When a credential lives in a predictable, accessible location across every site in your fleet, it becomes a governance surface, not just a configuration setting. Consider what happens across thirty client sites: some clients have full administrator access, some have had credentials pre-configured by your agency, and some may have already entered their own keys because the UI invited them to. Without a defined policy, all three states exist simultaneously and you have no reliable way to know which applies to which site.
The fleet governance problem is not that WordPress 7.0 created a security hole. It is that a capability that previously required technical intervention is now self-service. The blast radius of a misconfigured or exposed API key scales directly with the size of your fleet. A client who rotates their own key without telling your agency breaks AI features site-wide. A client who pastes a shared agency key into their personal admin account creates a credential that is, effectively, uncontrolled.
Agencies that discover this problem after an incident face two costs: the direct cost of the exposed credential (revocation, re-provisioning, potential billing liability) and the operational cost of auditing an entire fleet in reactive mode. The agencies that handle it well define the policy before either cost arrives.
The first policy decision every agency must make is whether the API key relationship belongs to the agency or to the client. Both models are defensible, but they carry different obligations. If the agency holds the keys, the agency is responsible for provisioning, rotation, and cost monitoring. If the client holds their own keys, the client carries the billing risk but the agency loses visibility into what is configured on sites it operates.
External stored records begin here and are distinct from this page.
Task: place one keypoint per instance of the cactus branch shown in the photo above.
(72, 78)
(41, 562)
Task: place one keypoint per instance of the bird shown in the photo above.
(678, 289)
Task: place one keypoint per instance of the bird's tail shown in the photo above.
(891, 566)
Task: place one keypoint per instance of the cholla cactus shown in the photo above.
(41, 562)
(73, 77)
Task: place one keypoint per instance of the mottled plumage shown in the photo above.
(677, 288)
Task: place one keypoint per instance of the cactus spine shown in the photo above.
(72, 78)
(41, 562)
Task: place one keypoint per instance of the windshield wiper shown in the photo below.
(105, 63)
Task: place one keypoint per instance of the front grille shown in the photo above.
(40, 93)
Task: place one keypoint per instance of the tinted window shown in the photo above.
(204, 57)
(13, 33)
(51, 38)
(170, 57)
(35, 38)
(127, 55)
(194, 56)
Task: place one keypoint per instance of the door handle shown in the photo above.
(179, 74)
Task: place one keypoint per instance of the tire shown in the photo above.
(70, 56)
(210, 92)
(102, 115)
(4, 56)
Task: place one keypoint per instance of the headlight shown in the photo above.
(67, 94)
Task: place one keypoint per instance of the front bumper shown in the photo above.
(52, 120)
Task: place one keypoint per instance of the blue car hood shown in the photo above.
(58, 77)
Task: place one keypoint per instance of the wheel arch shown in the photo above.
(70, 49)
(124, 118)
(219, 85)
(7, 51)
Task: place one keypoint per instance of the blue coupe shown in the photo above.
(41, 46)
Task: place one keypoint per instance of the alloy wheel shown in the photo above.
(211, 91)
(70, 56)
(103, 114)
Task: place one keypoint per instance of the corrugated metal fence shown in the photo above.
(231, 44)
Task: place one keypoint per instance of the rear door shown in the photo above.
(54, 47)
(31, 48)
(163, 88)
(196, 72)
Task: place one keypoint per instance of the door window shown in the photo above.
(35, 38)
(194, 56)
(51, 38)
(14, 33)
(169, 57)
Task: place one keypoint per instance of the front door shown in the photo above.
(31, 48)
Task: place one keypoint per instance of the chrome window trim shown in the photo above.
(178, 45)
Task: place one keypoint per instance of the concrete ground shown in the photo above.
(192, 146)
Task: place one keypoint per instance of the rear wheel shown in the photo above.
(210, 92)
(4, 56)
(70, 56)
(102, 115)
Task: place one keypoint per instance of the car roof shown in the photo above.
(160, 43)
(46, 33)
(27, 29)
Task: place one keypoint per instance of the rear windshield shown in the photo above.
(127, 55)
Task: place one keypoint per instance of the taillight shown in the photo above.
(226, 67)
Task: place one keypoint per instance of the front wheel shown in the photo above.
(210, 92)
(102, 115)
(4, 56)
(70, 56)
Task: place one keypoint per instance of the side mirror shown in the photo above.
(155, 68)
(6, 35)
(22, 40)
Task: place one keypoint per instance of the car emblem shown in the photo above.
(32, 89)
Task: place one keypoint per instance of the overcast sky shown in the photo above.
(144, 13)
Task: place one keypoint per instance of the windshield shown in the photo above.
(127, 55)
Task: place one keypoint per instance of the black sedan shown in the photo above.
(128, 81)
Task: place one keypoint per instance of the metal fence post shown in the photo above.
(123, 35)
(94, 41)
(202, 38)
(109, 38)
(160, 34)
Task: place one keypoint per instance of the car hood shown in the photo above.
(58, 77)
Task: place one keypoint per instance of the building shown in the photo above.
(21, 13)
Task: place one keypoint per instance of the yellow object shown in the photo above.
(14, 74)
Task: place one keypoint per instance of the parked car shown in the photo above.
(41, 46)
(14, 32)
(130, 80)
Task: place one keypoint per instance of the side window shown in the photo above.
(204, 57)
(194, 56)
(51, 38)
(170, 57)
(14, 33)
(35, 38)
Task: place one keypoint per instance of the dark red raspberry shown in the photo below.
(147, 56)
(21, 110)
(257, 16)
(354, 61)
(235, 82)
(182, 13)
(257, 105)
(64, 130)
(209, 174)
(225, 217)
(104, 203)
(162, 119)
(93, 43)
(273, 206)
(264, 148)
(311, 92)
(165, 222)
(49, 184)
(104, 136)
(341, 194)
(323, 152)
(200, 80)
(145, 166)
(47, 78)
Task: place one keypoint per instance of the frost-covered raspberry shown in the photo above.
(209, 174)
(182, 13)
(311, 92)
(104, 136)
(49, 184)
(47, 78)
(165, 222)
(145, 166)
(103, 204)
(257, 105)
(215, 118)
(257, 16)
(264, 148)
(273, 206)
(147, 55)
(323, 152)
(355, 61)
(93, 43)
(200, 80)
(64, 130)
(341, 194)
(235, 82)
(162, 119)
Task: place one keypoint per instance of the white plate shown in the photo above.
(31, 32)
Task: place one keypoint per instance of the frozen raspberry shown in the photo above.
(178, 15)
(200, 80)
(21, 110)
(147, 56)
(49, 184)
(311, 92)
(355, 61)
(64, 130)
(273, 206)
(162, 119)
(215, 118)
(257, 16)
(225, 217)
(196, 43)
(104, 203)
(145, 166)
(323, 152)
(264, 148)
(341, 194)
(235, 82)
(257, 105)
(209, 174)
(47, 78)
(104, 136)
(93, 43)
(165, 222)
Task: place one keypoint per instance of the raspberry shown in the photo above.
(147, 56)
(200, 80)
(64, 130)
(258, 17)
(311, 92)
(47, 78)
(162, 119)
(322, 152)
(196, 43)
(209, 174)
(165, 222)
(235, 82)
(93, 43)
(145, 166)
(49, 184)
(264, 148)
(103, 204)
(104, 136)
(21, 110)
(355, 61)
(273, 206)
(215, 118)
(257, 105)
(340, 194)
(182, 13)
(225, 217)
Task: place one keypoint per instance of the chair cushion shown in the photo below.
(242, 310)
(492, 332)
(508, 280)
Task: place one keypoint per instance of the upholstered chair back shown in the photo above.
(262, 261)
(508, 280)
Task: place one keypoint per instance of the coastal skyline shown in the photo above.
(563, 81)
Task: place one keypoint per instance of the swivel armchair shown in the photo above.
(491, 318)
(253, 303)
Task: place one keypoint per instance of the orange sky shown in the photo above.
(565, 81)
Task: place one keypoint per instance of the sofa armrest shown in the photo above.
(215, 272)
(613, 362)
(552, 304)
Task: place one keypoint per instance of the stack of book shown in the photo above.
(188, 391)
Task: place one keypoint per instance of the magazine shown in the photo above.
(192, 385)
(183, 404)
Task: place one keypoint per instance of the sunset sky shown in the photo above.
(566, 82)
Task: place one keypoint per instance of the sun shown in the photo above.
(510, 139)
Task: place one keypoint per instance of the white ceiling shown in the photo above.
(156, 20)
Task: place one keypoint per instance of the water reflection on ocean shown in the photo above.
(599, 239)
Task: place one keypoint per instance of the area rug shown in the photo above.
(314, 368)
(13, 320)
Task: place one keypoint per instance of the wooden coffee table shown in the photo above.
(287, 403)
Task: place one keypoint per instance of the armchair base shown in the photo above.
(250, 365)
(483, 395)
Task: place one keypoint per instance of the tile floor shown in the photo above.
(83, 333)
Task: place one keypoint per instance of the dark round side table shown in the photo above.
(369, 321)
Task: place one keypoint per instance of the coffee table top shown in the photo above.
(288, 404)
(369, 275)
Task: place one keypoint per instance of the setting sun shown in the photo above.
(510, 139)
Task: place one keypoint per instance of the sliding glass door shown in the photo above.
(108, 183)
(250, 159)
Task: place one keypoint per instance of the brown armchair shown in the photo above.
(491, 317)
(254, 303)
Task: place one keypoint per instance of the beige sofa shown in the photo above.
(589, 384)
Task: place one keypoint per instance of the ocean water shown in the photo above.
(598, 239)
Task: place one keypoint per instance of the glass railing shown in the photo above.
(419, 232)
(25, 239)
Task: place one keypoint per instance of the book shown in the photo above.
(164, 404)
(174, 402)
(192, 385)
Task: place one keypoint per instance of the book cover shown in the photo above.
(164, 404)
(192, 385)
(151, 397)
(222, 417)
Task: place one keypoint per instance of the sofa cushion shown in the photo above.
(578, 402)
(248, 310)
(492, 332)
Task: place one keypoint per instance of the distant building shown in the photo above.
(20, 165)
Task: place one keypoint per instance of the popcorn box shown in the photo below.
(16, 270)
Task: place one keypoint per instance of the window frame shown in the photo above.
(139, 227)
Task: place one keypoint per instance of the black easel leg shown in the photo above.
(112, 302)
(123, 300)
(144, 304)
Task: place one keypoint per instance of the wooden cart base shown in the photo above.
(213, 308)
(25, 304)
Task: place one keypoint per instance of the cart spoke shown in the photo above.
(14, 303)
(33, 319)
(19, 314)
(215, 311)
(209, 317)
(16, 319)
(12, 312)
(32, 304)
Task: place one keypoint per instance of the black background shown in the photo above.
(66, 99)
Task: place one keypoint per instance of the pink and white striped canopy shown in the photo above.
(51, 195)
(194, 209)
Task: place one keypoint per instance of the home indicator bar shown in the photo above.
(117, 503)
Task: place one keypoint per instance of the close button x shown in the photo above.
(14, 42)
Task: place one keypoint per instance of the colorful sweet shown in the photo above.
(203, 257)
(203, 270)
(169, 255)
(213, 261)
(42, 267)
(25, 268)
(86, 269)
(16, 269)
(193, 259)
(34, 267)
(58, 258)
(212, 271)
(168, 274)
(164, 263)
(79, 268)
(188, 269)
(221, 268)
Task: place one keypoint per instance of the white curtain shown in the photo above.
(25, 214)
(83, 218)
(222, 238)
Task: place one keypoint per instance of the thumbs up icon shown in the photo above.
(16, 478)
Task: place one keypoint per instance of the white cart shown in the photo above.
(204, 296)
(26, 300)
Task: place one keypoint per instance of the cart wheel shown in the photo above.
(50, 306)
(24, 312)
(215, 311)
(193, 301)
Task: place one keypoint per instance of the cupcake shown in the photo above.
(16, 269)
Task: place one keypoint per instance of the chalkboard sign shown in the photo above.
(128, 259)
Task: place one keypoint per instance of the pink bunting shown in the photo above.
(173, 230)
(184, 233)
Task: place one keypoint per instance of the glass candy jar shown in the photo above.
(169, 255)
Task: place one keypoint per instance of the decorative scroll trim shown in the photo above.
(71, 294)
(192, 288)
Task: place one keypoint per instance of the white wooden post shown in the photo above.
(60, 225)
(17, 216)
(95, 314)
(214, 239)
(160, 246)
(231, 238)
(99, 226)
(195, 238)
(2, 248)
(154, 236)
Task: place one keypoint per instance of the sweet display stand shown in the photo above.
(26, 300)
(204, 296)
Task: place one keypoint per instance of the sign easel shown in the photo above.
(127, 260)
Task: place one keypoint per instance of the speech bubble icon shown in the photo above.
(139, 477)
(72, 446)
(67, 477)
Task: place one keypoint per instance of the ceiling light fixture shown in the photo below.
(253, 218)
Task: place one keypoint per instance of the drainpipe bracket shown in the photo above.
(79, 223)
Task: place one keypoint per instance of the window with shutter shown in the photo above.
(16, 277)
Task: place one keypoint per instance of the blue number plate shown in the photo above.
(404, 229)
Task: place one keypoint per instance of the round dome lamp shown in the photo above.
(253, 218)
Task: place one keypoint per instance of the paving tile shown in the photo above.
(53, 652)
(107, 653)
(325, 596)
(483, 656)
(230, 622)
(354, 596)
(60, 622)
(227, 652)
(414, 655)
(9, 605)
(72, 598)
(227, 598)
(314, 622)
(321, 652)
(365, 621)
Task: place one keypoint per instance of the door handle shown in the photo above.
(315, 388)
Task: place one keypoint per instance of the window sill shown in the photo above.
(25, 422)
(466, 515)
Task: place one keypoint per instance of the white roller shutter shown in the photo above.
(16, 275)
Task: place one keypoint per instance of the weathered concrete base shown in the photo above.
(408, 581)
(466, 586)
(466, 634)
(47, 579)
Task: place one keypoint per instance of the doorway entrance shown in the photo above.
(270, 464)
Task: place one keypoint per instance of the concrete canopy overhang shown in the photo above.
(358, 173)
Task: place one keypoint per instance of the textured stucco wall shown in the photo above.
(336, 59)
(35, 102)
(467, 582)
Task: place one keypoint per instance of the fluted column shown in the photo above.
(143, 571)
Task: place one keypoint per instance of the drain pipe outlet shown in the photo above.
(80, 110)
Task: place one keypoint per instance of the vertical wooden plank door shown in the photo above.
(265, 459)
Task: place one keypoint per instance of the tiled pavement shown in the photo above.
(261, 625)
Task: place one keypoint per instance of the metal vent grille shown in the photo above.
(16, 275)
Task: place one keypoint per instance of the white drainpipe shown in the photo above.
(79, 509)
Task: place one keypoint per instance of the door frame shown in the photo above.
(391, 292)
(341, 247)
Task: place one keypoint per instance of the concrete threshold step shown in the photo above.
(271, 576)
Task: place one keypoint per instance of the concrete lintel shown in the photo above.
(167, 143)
For most agencies running client sites at scale, a hybrid model is the most practical approach. The agency provisions and manages keys for AI features that are part of the managed service contract. Clients who want to self-serve beyond that scope receive a separate set of credentials tied to their own billing account. This separation means that a client’s experimentation does not touch the agency’s master credentials, and costs remain attributable by site.
The hybrid model also clarifies liability. If a client enters their own key and generates unexpected costs, that is a client billing relationship. If the agency provisioned the key and it was misconfigured, that is an agency operations failure. Clear ownership at setup prevents that ambiguity from surfacing during a dispute.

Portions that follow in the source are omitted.